Двое в лодке, не считая Громыки, мы с головой ушли в работу. Писали код с нуля. Не проветривали, не спали, но курили так, что Громыка, проникнув в наш двухместный батискаф, мигал и кашлял до слез. Он навещал нас, как тяжелобольных, в нашем продымленном лепрозории: являлся эдакой монахиней-католичкой в громоздкой белой шляпе, похожей на накрахмаленный лопух, и выкладывал из монастырской корзинки ржаной кирпичик и прочую бедную холестерином пищу. Кусая расчехленный багет, точно это был банан, а не свежая выпечка, или сочно хрупая яблоком, Громыка Клапка Громыка делился новостями, травил анекдоты или расхаживал, заложив руки за спину, вдоль свободной стены, давая дельные советы по распорядку дня и ведению домашнего хозяйства. Мы налегали на дешевую колбасу, а из кирпичика лепили человечков, быстро зеленеющих от влаги и тоски. Остатки провианта Громыко заботливо прятал в облупленный «Днепр», который тикал, как старый советский будильник. На хлебных человечков наш домовитый гость смотрел с осуждением: они ему казались верхом расточительности и юношеского нонконформизма; подобрав ошметки с полу, он прятал их в салфетку и уносил с собой.
Полгода безвылазно просидели мы в малярийном чаду, в плотном зеленом дурмане с блоковскими чертенятками по углам и постоянной флоберовской злобой, которая временами плачет от бессилия, однако не проходит. Полгода на гиблой территории искусства, в упрямом борении со стихией и самим собой. Шесть долгих месяцев под оголенной лампочкой на длинном шнуре, повисшей над нами, как скупая слеза над бездной. Счастливое, благодатное время.
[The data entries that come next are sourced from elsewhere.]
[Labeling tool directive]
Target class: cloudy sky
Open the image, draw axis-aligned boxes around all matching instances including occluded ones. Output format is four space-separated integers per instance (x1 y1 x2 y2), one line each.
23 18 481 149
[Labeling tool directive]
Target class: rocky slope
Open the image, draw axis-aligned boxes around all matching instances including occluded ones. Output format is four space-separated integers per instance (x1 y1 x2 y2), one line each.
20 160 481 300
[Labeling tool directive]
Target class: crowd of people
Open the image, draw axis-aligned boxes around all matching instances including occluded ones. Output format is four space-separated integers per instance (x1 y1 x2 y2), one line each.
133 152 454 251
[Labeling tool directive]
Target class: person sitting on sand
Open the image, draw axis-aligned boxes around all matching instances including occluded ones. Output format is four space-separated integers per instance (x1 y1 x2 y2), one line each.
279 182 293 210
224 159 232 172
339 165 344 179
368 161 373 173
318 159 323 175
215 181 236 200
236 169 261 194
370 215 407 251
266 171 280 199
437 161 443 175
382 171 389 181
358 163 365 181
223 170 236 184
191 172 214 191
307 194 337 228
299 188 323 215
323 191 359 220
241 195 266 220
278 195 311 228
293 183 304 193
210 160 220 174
Мы сделались инструментом языка. Энергетические импульсы передавались от него к нам и обратно. Живой огонь бежал по нашим жилам, ветвясь в глубину, как стрела репчатого лука, пустившая корни в стакане воды. Мы вышли из реальности, оставив дверь открытой и выпустив из мира грез немыслимых монстров, которые, судя по ветхим костюмам, томились там со времен «Страха и отвращения в Лас-Вегасе». Глаза наши тлели недобрым огнем, в котором вспыхивали порой фанатичные искорки. Громыко это видел и в редкие визиты был тих, как крапива на кладбище. Он вставил битое стекло. Он распугал и уморил всех местных крыс. Он повелел иерихонским трубам смолкнуть. Он щедро смазал замок и дверные петли машинным маслом. Холодильник тоже перестал икать и тикать и только горько вздрагивал по ночам, как очень старый человек, умирающий на чужбине. Громыко словно подменили: неслышно распахнув дверь, навьюченный провизией, горбатой тенью семенил он вдоль стены и гулко ронял апельсины, пугаясь шорохов, теней и самого себя. Пол был устлан кучерявой стружкой распечаток и иссохшими остовами хлебных человечков. Мы с Севой сидели, прильнув к мониторам, в капюшонах, похожих на куколи, в зеленом невротическом угаре, каждый в своем камерном, обжитом аду, оставляя Громыкины манипуляции без внимания. Но иногда, истощенные до предела, мы спускались на миг в дольний мир и механически-вежливо беседовали с начальством, не замечая, что изъясняемся машинным кодом, а начальство беспокойно ерзает и норовит улизнуть. Смиренно выслушав отчет, в котором только пара слов казались ему смутно знакомыми, Громыко важно кивал и крадучись удалялся. Заметно улучшился наш рацион — впрочем, впустую, ибо мы к тому времени питались только влажным воздухом и свеженаписанным кодом. Еще немного — и Громыко стал бы почетным обладателем подвала с двумя ручными привидениями, но кодинг сменился более прозаическими вещами, и мы вернулись в мир людей и цветущих деревьев.